Most replacement water heaters in Greenwich are sized to square footage when they should be sized to actual fixture count and peak-hour demand. The result is a five-bedroom home with a forty-gallon tank that runs cold during the morning shower-tooth-brush-shower sequence, or an eight-bedroom home with two oversized tanks running at standby loss the firm could have avoided.
We re-size before we recommend. The calculation is not complicated — peak-hour demand by fixture, recovery rate by appliance, expected occupancy — and it produces a different answer than the rule-of-thumb table in the manufacturer's installation manual.

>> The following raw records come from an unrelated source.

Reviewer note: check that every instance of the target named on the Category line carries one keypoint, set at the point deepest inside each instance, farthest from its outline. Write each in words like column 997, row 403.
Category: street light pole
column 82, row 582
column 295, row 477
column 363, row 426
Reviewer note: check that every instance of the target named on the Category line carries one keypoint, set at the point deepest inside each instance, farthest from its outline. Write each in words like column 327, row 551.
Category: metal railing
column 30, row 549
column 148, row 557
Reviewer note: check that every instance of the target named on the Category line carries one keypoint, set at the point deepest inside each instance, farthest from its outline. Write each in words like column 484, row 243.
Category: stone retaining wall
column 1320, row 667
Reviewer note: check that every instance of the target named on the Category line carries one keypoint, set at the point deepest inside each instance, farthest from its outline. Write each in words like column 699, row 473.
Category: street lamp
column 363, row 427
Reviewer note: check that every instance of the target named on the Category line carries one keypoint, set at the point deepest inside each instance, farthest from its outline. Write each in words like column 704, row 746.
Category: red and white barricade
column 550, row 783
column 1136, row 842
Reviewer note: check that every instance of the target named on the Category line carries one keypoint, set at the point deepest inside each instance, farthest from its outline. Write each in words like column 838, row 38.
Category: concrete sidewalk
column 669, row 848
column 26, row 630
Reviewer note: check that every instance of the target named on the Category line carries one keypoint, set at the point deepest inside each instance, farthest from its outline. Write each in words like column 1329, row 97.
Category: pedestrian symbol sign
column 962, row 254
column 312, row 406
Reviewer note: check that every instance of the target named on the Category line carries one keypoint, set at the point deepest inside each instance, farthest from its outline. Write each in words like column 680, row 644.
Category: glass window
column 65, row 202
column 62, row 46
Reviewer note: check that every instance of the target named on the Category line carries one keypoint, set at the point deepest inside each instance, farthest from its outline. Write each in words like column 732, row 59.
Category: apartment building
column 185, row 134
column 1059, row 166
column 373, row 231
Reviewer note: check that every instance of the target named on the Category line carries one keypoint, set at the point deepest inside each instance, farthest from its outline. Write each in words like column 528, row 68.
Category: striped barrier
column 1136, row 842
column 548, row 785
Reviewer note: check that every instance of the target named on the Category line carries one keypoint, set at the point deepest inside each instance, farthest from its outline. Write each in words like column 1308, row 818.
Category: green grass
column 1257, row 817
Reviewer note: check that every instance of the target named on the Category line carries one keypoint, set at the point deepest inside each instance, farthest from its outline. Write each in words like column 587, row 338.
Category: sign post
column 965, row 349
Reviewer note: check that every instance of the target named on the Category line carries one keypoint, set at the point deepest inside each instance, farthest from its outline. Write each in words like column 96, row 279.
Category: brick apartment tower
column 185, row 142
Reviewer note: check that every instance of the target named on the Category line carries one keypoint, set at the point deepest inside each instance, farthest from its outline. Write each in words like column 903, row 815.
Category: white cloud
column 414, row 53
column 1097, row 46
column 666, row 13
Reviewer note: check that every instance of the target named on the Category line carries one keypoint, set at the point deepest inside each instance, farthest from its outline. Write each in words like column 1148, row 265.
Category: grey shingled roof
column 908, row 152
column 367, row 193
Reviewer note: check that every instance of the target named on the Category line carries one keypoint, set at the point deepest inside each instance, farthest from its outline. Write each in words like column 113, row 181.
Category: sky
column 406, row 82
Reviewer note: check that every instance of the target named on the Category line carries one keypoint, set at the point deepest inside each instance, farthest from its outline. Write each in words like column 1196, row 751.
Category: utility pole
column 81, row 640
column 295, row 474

Tank, tankless, or recirculation
Tank water heaters work well in homes with predictable demand patterns and well-insulated installations. We install A.O. Smith and Bradford White in the high-quality tank category, gas or electric depending on the home's existing utility configuration. Tankless installations work well in homes with intermittent peak demand and good gas-line supply; we install Rinnai and Navien with appropriate manifold sizing and combustion-air arrangements. Recirculation loops eliminate the eleven-second wait at the upper master-bath fixtures in larger homes — they are the right answer for a 5,000-plus sqft home with the water heater on the basement opposite end of the building from the master suite.
Pricing
| Installation type | Typical range |
|---|---|
| Tank replacement (50-80 gal, like-for-like) | $2,400–$4,800 installed |
| Tankless installation (Rinnai/Navien) | $5,200–$9,400 installed |
| Recirculation loop retrofit (existing home) | $2,800–$5,600 installed |
| Recirculation loop in new construction | Included in rough-in scope |
Twelve-year average install lifespan on the tank brands we install; tankless installations frequently service eighteen-plus years with proper annual descaling.